Querying 3B Vectors
vickiboykis.comPick an embedding model that supports binary quantization and then use a SIMD-optimized Hamming Distance function. I'm doing this for Scour and doing about 1.6 billion comparisons per second.
Depending on how 'one-off' the query is, sequential read is the right answer. The alternative is indexing the data for ANN, which will generally require doing the equivalent of many queries across the dataset.
On the bright side, smart folks have already thought pretty hard about this. In my work, I ended up picking usearch for large-scale vector storage and ANN search. It's plenty fast and is happy working with vectors on disk - solutions which are /purely/ concerned with latency often don't include support for vectors on disk, which forces you into using a hell of a lot of RAM.
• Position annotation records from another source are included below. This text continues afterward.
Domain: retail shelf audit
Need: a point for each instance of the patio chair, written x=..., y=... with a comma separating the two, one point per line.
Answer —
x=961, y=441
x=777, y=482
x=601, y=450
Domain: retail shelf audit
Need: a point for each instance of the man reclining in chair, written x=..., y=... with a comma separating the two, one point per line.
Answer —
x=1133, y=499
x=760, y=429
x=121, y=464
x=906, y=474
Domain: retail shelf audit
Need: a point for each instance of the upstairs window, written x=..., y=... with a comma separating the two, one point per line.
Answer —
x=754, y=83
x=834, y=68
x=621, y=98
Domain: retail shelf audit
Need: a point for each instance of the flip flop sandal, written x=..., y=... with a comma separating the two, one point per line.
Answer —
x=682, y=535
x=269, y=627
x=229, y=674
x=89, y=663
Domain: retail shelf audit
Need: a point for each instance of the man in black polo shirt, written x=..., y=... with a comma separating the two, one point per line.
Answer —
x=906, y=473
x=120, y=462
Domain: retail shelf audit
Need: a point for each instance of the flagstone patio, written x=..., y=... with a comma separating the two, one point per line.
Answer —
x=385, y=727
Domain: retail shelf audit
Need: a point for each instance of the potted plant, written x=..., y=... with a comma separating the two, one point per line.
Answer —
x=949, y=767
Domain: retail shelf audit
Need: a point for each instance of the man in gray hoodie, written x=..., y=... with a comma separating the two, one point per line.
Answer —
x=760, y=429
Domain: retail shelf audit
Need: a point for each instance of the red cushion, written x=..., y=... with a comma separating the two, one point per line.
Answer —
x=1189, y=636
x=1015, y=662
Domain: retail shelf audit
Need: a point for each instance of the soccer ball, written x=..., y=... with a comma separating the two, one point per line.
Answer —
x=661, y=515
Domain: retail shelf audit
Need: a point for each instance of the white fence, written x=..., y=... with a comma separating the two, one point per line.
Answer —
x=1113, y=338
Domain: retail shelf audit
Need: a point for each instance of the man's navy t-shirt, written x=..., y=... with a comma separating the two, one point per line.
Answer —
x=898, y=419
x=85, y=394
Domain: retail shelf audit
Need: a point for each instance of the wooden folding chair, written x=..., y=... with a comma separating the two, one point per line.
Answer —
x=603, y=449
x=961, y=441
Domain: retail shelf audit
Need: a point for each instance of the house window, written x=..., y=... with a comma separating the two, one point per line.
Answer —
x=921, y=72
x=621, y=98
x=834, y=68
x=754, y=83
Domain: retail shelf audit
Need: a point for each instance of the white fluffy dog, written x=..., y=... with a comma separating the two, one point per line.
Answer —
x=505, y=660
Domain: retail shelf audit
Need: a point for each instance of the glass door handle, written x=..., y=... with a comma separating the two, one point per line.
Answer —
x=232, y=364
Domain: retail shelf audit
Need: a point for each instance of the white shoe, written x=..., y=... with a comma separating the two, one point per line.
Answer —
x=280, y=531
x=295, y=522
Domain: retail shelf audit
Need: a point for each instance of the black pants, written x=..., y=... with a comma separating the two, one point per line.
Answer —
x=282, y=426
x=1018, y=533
As it always happens, people realize there is something new is Redis in 2 years or more. With Streams it tragically took like 4 years and then everybody started to use it for this use case, with a sharp acceleration in the latest few years. I believe this is what is happening for vector sets as well. For a reduced size problem like that you just git clone Redis, add the vectors into a key with VADD, and query with VSIM. It's a 10 lines Python script that will deliver 20k/50k queries per second more or less, out of the box with zero optimizations.
But here the problem is: the scale. Billions of vectors. And I wonder if Redis should add on-disk vector sets, which I started to sketch months ago and never implemented. So my question is, the "3B" in Vicky's blog post is theoretical or is a practical need many folks have? I'm asking because at such a scale, the main problem is to generate the embeddings for your items, whatever they are.
https://gist.github.com/antirez/b3cc9af4db69b04756606ad91cab...
EDIT: I wonder if it is possible to use in memory vector sets to index discrete on disk dense blobs of nearby vectors to query with an approach like the one described in the post. It's like a H-HNSW, and resembles to certain on-disk approaches for vector similarity indeed.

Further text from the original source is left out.